Anayasa Mahkemesi, tüm partilerin feshedildiği 12 Eylül 1980 tarihine kadar 6 parti hakkında açılan kapatma davalarının tümünde kapatma yönünde karar verirken, 12 Eylül askeri müdahalesinin ardından siyasi partilerin 1983’de yeniden kurulmasına izin verilmesinden sonra 18 partinin kapatılmasına karar verdi.
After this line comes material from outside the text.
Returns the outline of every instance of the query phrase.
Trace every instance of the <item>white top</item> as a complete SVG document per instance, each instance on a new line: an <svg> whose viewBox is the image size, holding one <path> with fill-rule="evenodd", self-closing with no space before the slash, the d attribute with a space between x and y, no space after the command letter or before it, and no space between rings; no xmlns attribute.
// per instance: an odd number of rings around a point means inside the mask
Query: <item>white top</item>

Milli Nizam Partisi (MNP), Sosyalist Parti
Halkın Emek Partisi, Özgürlük Demokrasi Partisi, Sosyalist Türkiye Partisi, Demokrasi Partisi, Demokrasi ve Değişim Partisi, Refah Partisi, Fazilet Partisi, Halkın Demokrasi Partisi, DTP kapatılan partilerden bazıları...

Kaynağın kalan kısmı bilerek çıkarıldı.